Sendo um livro originalmente de 1995, é possível que, em parte, tenha encontrado na cena de abertura de Beetlejuice, de Tim Burton, uma fonte de inspiração. Recordemo-nos de que o establishing shot desse filme vai mostrando uma vila típica de subúrbio burguês norte-americano, para se revelar, subitamente, como um modelo à escala do protagonista do filme. Mas se no filme o que ocorre é uma metalepse, que faz atravessar dois níveis diegéticos de uma forma pouco natural, e por isso surpreendente e preparando para os trânsitos inusitados da sua história, em Zoom aceitaremos logo a “naturalidade” de cada nova imagem ou situação.

Além do mais, o “zoom” não procura ser rigoroso no sentido de pertencer a uma perspectiva ocular unívoca e contínua, ao contrário de um autor como Marc-Antoine Mathieu, que procura blindar as suas estruturas, e tendo em 3 secondes um contraste excelente. Zoom é, afinal, um “jogo”, de formas e cores, um “conjunto aberto” que serve o seu público infantil, e não tenta criar uma narrativa ulterior, um mistério policial a ser resolvido pela insistência e paciência do seu público. É, acima de tudo, um passeio.

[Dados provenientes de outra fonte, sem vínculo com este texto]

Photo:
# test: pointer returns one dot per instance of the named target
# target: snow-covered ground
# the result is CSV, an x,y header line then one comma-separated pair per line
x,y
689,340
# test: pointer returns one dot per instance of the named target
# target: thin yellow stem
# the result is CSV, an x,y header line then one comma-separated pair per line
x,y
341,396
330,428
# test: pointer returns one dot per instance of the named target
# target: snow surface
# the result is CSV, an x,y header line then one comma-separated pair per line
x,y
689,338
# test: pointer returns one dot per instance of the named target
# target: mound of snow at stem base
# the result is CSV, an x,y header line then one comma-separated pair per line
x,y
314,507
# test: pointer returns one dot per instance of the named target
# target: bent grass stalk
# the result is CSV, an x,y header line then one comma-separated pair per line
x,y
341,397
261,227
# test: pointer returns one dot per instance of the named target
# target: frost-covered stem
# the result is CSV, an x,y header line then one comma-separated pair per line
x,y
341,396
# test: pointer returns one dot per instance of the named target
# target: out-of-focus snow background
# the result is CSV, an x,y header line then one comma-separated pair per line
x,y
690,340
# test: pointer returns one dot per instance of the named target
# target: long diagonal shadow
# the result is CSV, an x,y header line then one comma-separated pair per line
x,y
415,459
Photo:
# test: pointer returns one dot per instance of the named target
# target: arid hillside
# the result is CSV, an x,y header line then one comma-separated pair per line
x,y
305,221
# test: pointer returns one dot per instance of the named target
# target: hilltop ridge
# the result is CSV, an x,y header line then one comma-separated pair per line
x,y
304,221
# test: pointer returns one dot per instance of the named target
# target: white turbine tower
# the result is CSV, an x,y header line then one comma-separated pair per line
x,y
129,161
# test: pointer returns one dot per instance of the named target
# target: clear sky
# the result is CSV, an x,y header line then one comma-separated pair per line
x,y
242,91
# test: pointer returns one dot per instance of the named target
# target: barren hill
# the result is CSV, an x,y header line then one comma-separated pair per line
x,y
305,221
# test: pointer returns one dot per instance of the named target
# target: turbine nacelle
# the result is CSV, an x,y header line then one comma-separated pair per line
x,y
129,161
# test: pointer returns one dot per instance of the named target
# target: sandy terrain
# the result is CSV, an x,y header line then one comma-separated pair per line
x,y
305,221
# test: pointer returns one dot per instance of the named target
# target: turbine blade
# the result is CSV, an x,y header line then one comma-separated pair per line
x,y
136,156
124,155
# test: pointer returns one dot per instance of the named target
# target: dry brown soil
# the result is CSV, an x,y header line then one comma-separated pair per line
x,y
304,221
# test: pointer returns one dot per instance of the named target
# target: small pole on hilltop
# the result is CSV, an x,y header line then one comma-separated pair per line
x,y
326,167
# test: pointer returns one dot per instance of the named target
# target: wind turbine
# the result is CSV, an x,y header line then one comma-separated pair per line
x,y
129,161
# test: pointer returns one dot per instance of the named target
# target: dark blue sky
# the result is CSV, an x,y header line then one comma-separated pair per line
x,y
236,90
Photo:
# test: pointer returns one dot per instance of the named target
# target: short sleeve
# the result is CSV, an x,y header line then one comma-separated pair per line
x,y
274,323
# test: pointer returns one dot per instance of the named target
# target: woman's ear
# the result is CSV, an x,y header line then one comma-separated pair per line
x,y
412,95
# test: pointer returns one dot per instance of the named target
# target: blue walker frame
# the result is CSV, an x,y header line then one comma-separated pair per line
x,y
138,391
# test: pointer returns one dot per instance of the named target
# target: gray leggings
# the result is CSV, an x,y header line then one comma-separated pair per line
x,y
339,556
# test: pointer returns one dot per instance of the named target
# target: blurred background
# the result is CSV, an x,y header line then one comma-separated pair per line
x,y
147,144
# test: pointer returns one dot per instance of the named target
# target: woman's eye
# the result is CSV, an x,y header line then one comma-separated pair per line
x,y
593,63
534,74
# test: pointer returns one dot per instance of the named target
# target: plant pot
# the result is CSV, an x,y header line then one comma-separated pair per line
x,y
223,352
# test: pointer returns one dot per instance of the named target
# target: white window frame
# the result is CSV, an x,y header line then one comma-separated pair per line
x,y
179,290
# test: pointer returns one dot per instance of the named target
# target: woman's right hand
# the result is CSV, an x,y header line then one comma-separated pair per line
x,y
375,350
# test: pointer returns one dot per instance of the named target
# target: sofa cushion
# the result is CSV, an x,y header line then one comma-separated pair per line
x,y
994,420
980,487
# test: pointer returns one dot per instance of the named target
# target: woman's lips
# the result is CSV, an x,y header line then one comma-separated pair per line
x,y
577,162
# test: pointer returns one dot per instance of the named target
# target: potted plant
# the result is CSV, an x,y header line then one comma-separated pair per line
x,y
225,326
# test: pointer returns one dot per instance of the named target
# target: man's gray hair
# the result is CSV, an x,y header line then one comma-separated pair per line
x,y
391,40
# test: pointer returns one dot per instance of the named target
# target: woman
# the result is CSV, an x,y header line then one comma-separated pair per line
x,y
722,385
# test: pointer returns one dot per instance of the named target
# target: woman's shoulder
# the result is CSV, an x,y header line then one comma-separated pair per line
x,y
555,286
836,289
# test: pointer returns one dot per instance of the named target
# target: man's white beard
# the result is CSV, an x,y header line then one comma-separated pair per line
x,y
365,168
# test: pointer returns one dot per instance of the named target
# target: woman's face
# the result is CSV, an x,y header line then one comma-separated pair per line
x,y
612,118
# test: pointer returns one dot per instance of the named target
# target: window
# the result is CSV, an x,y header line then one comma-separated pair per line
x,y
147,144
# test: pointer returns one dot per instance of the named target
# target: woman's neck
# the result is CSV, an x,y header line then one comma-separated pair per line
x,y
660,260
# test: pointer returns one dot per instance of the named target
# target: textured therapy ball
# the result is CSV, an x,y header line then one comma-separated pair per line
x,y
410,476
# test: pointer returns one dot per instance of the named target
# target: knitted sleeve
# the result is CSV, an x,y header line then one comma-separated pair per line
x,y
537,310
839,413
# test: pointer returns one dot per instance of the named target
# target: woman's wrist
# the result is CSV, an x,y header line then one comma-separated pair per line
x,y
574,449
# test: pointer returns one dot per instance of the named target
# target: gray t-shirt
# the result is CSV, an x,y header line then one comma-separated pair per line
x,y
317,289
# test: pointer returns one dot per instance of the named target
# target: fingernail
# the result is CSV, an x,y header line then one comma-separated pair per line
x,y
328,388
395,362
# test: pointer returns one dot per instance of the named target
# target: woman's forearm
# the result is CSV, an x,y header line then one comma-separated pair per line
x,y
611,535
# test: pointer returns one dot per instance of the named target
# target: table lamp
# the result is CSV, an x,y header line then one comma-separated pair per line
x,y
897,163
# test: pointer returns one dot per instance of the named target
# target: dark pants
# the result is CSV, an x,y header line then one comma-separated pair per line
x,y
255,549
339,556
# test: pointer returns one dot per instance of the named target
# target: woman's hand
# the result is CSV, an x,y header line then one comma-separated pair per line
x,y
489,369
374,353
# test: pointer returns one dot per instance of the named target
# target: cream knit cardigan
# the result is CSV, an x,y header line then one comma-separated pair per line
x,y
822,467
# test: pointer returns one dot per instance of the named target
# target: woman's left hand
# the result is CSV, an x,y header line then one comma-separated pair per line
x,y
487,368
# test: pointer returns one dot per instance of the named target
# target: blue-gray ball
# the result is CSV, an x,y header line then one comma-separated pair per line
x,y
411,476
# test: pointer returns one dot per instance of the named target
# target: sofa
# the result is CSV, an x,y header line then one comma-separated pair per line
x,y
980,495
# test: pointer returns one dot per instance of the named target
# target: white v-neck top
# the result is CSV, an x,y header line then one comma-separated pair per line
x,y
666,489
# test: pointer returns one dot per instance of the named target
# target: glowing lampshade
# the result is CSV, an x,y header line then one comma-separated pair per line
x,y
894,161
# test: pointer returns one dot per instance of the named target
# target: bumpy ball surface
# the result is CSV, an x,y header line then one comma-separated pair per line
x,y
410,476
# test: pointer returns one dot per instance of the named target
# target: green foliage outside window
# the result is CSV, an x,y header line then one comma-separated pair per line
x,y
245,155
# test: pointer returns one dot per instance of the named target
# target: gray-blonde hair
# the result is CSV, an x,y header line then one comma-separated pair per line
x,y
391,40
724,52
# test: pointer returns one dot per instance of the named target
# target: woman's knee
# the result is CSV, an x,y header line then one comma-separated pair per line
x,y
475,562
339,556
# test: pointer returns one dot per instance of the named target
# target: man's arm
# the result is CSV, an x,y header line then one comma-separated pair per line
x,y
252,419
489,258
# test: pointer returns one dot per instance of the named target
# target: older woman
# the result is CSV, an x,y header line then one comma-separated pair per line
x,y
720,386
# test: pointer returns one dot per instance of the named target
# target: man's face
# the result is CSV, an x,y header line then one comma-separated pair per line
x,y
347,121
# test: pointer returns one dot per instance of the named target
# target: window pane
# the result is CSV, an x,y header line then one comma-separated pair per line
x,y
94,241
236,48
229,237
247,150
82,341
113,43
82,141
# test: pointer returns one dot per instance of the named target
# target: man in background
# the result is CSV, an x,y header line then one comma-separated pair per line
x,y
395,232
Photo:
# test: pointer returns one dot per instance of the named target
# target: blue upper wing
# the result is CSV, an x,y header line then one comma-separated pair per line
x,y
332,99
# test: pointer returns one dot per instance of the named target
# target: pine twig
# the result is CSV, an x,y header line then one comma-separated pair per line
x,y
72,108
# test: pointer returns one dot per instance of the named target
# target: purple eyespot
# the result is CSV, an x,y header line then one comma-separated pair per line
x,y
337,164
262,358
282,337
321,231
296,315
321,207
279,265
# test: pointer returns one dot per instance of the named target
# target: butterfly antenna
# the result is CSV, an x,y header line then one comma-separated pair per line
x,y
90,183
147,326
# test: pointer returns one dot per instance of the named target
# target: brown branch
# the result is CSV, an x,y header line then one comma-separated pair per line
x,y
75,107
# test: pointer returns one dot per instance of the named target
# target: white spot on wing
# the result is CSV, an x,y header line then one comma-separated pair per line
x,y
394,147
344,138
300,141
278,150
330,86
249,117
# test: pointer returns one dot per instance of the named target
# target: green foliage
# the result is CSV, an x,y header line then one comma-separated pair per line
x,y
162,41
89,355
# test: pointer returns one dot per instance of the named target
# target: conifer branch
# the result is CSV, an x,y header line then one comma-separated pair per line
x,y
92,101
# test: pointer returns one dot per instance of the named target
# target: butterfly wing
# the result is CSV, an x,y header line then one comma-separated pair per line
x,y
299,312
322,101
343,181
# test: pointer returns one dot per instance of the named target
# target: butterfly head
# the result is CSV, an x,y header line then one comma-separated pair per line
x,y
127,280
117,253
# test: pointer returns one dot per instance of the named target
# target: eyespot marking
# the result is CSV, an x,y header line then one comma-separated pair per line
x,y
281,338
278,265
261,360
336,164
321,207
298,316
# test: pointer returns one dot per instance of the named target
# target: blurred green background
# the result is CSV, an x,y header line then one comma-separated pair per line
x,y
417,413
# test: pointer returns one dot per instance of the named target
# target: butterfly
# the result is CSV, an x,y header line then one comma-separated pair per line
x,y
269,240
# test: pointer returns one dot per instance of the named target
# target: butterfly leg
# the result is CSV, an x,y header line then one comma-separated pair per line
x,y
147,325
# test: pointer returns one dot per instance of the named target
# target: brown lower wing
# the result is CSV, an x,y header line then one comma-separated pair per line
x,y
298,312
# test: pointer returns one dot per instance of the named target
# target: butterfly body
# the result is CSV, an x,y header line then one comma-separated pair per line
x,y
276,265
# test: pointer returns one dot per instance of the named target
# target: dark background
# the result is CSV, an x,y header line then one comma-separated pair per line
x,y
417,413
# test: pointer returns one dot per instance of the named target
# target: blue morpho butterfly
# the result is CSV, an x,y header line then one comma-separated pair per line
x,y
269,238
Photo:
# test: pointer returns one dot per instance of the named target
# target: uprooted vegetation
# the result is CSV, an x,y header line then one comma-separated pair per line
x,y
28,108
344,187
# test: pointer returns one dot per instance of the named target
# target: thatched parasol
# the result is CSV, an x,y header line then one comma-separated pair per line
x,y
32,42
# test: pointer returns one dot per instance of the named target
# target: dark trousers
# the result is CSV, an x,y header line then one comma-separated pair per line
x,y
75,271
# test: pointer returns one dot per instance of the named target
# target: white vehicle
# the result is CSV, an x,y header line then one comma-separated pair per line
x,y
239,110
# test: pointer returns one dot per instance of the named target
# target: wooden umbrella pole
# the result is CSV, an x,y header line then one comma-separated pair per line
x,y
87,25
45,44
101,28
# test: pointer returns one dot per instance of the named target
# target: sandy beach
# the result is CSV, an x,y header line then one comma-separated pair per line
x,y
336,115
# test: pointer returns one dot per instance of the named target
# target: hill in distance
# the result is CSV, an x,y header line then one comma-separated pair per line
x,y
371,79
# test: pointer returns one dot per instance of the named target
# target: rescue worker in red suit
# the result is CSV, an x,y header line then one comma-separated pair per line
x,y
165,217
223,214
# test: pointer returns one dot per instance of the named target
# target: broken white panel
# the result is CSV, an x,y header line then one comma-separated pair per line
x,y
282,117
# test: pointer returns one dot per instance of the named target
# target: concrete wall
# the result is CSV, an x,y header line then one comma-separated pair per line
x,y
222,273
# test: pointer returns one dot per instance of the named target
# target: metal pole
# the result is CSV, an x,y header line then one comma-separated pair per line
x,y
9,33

Ainda assim, podemos perguntar-nos: quem é o observador? E isso pode levar a questões ainda mais prementes, como, se for possível existir apenas um observador, o que significará esta estruturação hierárquica dos espaços e seus cruzamentos? Em que medida se estabelece uma relação metatextual entre a dimensão da diegese - por mais rizomática que ela seja - e a do texto em si? Já para não falar da diversidade cultural que Zoom propõe, ainda que de uma forma mais ou menos contida. Estas questões não são supérfluas na medida em que, aparentemente, Zoom é um livro bastamente utilizado naqueles exercícios de team managment e coisas quejandas.

Com um desenho figurativo sólido mas de linhas relaxadas, e cores vivas e contrastantes, recordando a “linha clara” da banda desenhada, mas em inflexões à la Ceppi e Montellier, por exemplo, as imagens de cada página impõem-se com facilidade de maneira icónica. Existindo um segundo volume (Re-Zoom), e outros livros do autor, é de prever que possa vir a surgir uma edição portuguesa.
Nota final: agradecimentos à editora, pela oferta do livro. Imagens colhidas da internet.